Gris otoño gesticulante. La muerte parece convertirse en un asunto noticioso cuando llega por una circunstancia no regulada en el estatuto del buen morir. Un terremoto mata por docenas a seres humanos anónimos que tienen los mismos familiares, amigos y afectados que cualquier artista, político, deportista o torero. Las guerras, sean primaveras o inviernos, son siempre un infierno en el que se mata y se muere. Se cuentan más de cuarenta y cinco mil muertos en el mandato del presidente mexicano Calderón, dentro de una guerra sorda, de baja intensidad informativa. ¿Cuántos muertos anónimos ha costado la foto de Gadafi muerto?

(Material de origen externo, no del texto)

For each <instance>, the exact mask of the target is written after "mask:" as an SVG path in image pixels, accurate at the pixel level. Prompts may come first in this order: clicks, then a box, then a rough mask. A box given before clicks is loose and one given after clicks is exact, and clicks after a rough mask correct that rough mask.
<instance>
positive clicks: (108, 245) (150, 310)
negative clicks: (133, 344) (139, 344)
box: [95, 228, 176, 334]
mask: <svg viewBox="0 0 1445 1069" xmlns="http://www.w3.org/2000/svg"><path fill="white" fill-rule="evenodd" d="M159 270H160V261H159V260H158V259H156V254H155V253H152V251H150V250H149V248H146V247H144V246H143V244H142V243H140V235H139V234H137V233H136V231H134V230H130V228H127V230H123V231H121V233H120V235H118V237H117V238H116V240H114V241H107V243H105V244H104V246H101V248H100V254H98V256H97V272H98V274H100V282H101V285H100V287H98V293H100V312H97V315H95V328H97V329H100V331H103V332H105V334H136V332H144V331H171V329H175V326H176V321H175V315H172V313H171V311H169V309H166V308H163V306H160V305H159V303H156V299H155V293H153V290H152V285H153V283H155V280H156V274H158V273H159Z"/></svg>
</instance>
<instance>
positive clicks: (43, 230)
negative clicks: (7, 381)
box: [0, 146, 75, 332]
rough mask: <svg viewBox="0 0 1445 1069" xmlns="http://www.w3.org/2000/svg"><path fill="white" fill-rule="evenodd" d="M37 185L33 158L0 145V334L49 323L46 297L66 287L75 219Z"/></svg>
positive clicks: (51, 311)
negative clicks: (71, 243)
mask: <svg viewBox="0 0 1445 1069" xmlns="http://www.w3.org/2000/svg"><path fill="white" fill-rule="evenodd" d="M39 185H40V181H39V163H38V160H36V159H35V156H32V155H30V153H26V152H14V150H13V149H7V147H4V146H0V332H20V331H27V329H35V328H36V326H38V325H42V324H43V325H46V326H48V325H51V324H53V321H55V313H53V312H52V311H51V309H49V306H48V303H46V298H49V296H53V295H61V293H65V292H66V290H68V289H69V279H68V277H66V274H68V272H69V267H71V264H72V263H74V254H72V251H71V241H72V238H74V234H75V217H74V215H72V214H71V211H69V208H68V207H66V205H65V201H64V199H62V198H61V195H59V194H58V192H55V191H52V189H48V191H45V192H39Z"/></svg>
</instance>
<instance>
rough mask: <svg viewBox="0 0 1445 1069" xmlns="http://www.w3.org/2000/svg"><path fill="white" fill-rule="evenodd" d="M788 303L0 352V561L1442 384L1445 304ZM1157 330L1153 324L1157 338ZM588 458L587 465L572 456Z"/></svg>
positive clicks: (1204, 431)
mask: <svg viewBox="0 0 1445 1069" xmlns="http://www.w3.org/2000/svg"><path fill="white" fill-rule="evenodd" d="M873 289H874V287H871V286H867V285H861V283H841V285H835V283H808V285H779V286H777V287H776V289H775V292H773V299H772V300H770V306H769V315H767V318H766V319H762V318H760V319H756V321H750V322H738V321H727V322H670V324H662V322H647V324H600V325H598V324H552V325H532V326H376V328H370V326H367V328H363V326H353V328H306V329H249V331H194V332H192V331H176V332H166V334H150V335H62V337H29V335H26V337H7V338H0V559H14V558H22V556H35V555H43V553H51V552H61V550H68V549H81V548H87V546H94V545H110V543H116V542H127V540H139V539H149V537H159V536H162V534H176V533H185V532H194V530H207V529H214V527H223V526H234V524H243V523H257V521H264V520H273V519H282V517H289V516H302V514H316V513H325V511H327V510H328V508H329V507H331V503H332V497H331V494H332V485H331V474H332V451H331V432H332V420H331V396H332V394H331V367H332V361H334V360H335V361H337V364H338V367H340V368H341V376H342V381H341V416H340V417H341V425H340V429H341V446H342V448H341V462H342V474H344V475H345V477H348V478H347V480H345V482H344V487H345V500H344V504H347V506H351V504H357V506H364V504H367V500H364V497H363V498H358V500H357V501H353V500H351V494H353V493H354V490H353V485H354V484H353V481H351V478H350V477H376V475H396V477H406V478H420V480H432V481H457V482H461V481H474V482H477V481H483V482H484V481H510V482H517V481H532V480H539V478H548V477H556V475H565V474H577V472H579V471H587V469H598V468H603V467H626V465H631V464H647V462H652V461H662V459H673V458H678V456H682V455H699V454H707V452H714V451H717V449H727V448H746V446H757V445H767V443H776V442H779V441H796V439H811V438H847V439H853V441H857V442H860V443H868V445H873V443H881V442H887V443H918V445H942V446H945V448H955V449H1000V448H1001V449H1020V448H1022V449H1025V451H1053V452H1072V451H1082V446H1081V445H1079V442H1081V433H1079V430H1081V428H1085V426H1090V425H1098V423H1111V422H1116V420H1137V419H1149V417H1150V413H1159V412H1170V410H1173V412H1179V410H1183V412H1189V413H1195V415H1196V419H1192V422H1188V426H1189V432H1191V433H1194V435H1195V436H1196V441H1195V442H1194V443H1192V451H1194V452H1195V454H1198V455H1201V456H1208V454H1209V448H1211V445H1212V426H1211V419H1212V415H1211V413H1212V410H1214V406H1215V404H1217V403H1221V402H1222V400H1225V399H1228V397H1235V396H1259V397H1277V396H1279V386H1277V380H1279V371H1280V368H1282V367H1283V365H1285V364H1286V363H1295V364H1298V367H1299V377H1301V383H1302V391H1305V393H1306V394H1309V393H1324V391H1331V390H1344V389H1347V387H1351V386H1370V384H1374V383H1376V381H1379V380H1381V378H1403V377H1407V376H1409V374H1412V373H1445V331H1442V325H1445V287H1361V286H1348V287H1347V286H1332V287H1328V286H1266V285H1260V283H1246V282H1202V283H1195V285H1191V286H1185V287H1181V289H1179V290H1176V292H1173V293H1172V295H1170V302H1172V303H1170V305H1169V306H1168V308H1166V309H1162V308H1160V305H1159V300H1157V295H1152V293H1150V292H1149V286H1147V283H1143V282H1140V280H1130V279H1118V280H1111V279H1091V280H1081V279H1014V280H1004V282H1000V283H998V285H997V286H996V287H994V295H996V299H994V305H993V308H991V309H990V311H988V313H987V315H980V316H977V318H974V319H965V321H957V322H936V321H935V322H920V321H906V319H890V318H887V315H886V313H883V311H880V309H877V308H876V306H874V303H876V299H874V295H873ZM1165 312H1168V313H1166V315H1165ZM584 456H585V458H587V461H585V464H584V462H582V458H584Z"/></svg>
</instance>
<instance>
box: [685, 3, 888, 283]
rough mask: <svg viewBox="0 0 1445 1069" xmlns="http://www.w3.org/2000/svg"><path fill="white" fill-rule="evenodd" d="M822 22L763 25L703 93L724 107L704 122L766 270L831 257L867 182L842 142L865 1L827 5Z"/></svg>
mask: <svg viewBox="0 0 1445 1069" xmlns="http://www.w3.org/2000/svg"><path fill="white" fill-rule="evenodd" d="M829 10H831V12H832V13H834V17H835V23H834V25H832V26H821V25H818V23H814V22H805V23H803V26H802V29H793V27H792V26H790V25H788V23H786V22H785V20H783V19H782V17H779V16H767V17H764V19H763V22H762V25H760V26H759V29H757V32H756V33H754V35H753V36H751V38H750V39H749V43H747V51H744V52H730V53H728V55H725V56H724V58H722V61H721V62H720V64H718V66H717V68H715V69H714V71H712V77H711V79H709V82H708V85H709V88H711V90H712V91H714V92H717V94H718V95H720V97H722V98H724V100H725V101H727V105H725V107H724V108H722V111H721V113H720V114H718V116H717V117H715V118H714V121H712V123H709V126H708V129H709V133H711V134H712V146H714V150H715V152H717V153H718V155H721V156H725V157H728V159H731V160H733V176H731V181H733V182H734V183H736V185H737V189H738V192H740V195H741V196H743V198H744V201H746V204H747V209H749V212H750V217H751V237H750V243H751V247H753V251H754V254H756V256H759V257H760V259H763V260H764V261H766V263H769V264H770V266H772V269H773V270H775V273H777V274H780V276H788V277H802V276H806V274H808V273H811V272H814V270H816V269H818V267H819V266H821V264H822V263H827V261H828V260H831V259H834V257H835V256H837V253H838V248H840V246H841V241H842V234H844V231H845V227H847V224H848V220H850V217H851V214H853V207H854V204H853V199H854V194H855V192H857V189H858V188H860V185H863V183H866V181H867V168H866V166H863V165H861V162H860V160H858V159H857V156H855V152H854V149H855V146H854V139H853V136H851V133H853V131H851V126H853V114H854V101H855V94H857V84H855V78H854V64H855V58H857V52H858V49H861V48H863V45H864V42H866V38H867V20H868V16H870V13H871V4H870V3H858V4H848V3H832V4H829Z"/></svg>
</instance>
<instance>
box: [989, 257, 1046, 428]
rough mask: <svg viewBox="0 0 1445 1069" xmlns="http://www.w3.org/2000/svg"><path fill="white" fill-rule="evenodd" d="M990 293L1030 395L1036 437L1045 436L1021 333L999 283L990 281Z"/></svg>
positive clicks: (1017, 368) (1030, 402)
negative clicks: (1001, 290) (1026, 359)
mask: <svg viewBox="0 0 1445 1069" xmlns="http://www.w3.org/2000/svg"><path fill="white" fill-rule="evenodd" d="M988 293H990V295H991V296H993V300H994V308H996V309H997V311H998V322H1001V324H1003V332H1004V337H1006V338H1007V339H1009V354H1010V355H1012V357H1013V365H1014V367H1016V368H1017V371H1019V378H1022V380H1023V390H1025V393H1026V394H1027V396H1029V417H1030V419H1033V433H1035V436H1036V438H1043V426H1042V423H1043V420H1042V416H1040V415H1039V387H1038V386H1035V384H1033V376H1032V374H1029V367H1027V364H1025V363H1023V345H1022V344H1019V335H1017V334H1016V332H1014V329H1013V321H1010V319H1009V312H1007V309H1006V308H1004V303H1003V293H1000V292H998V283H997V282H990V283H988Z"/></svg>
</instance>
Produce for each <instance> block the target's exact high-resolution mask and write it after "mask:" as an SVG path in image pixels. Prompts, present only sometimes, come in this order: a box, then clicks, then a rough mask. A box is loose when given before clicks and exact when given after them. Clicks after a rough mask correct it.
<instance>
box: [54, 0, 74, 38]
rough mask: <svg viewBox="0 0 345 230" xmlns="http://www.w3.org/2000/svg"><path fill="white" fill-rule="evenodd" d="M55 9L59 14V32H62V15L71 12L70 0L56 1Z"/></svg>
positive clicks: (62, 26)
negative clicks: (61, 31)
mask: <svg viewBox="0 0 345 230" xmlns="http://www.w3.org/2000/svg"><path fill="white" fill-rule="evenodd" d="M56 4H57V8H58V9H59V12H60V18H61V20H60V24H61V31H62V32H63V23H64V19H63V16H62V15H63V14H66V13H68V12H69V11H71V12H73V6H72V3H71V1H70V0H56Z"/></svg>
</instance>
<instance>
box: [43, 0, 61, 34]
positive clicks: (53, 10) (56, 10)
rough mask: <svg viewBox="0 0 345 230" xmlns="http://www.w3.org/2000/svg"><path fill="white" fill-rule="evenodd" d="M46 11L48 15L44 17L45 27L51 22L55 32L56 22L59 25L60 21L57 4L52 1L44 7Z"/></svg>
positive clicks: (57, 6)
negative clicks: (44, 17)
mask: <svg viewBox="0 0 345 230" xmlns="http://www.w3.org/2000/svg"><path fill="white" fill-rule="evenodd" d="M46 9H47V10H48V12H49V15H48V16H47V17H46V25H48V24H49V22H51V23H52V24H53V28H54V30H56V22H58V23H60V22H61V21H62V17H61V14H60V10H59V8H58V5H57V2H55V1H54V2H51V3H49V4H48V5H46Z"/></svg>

Pero esta semana arrancó con una muerte en directo de un joven motorista, precedida por la muerte en un hospital de un torero que se convirtió en comentarista televisivo. Las cornadas del tabaco, las cornadas del motociclismo, las cornadas del toro, las cornadas de la muerte desagradecida. Lo del italiano Simoncelli forma parte ya de las imágenes trágicas vistas en vivo y en directo por unos cuantos millones de telespectadores, pero convertidas en ritual social global en sus múltiples repeticiones. La acción del accidente es incomprensible. La toma televisiva que conocemos es espectacular, pero parece formar parte de un montaje ya que aparece la moto del fallecido en plano con el motorista arrastrando el cuerpo por el asfalto. Una colisión bestial, un amasijo, y un casco saltando que alerta a todos, a los comentaristas, a los corredores implicados, a los telespectadores. La toma televisiva posterior es desde el helicóptero, un cuerpo tendido, la desolación, el horror, la sospecha de algo grave. Y es a partir de ahí donde empiezan a suceder cosas incomprensibles. El tropezón de los camilleros, la ausencia de collarín en el transporte en ambulancia. Y la noticia del fallecimiento en directo, vista por el mundo entero. Apabullante.

Lo de Antonio Chenel «Antoñete» pertenece a otra instancia, a una muerte más o menos sentida, pero dentro de lo previsible, por edad, por hábito fumador, por antecedentes. Una voz que se fue apagando por el humo del tabaco. Unas opiniones cabales, profesionales, de verbo escueto.